Aims To investigate the inhibition potential and kinetic information of noscapine to seven CYP isoforms and extrapolate in vivo noscapine-warfarin interaction magnitude from in vitro data. Methods The activities of seven CYP isoforms (CYP3A4, CYP1A2, CYP2A6, CYP2E1, CYP2D6, CYP2C9, CYP2C8) in human liver microsomes were investigated following co- or preincubation with noscapine. A two-step incubation method was used to examine in vitro time-dependent inhibition (TDI) of noscapine. Reversible and TDI prediction equations were employed to extrapolate in vivo noscapine-warfarin interaction magnitude from in vitro data.

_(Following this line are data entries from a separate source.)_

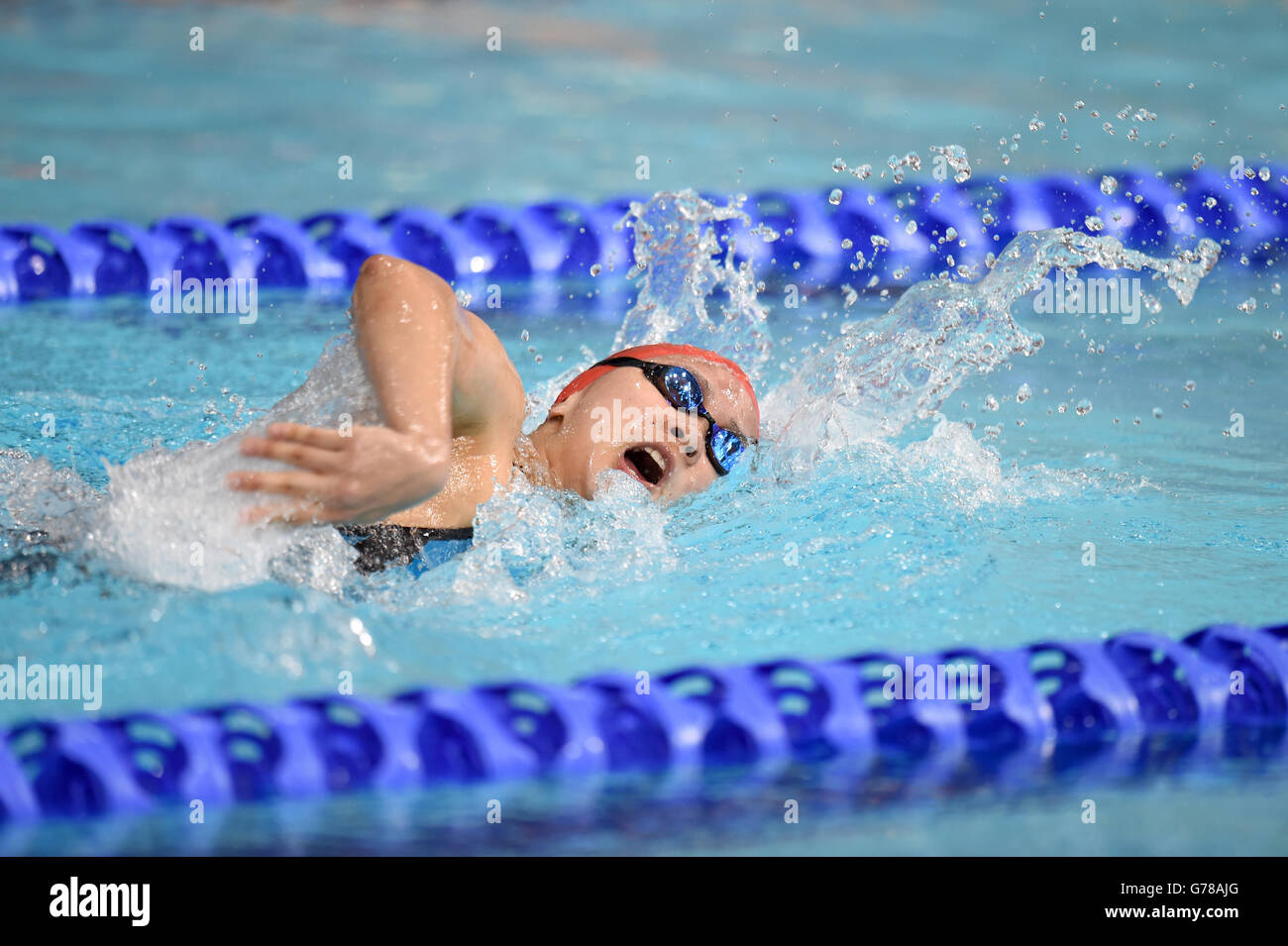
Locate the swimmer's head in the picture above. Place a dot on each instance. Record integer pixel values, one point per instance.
(626, 413)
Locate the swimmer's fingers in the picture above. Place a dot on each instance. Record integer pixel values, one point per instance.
(322, 438)
(292, 452)
(299, 484)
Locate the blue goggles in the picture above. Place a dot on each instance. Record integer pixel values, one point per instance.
(683, 391)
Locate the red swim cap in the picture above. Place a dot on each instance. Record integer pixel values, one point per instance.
(653, 353)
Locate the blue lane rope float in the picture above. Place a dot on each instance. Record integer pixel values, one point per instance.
(562, 240)
(1224, 687)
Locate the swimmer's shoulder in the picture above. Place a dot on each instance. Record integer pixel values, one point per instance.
(488, 403)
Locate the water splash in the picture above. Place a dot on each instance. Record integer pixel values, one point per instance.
(879, 377)
(682, 262)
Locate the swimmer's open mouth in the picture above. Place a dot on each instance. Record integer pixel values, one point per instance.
(647, 463)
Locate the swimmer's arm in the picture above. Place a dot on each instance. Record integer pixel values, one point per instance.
(437, 372)
(438, 369)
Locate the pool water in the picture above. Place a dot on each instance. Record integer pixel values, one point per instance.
(967, 521)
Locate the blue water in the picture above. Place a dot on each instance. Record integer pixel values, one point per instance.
(944, 533)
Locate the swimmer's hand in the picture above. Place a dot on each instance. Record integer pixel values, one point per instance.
(359, 477)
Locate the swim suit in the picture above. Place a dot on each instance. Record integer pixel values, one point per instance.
(381, 546)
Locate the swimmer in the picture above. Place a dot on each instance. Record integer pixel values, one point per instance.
(675, 417)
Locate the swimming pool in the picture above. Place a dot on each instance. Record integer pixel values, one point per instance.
(971, 529)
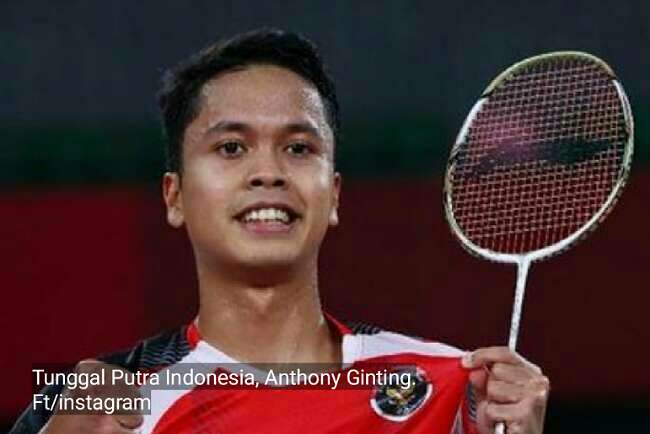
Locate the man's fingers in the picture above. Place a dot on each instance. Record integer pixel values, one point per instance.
(129, 421)
(520, 374)
(504, 393)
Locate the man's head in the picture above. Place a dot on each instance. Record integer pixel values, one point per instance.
(179, 99)
(251, 125)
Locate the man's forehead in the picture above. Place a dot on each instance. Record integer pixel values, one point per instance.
(262, 90)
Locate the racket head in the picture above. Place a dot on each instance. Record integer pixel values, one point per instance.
(541, 158)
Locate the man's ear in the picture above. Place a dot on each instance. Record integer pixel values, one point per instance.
(173, 199)
(336, 194)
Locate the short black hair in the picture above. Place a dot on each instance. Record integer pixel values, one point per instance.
(178, 98)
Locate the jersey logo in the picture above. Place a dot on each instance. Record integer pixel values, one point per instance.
(403, 395)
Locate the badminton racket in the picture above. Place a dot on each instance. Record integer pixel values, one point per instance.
(539, 162)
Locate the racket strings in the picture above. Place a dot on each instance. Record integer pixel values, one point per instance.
(541, 157)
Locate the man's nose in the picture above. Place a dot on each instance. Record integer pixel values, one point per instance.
(267, 172)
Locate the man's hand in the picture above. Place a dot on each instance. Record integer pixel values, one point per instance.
(96, 422)
(508, 389)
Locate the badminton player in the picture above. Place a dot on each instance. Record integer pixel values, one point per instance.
(252, 126)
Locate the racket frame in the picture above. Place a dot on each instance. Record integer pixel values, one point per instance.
(524, 260)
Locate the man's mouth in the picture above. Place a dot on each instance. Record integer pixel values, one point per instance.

Results Among seven CYP isoforms tested, the activities of CYP3A4 and CYP2C9 were strongly inhibited with an IC50 of 10.8 ± 2.5 μm and 13.3 ± 1.2 μm. Kinetic analysis showed that inhibition of CYP2C9 by noscapine was best fit to a noncompetitive type with Ki value of 8.8 μm, while inhibition of CYP3A4 by noscapine was best fit to a competitive manner with Ki value of 5.2 μm. Noscapine also exhibited TDI to CYP3A4 and CYP2C9. The inactivation parameters (KI and kinact) were calculated to be 9.3 μm and 0.06 min-1 for CYP3A4 and 8.9 μm and 0.014 min-1 for CYP2C9, respectively. The AUC of (S)-warfarin and (R)-warfarin was predicted to increase 1.5% and 1.1% using Cmax or 0.5% and 0.4% using unbound Cmax with reversible inhibition prediction equation, while the AUC of (S)-warfarin and (R)-warfarin was estimated to increase by 110.9% and 48.9% using Cmax or 41.8% and 32.7% using unbound Cmax with TDI prediction equation. Conclusions TDI of CYP3A4 and CYP2C9 by noscapine potentially explains clinical noscapine-warfarin interaction. © 2010 The British Pharmacological Society.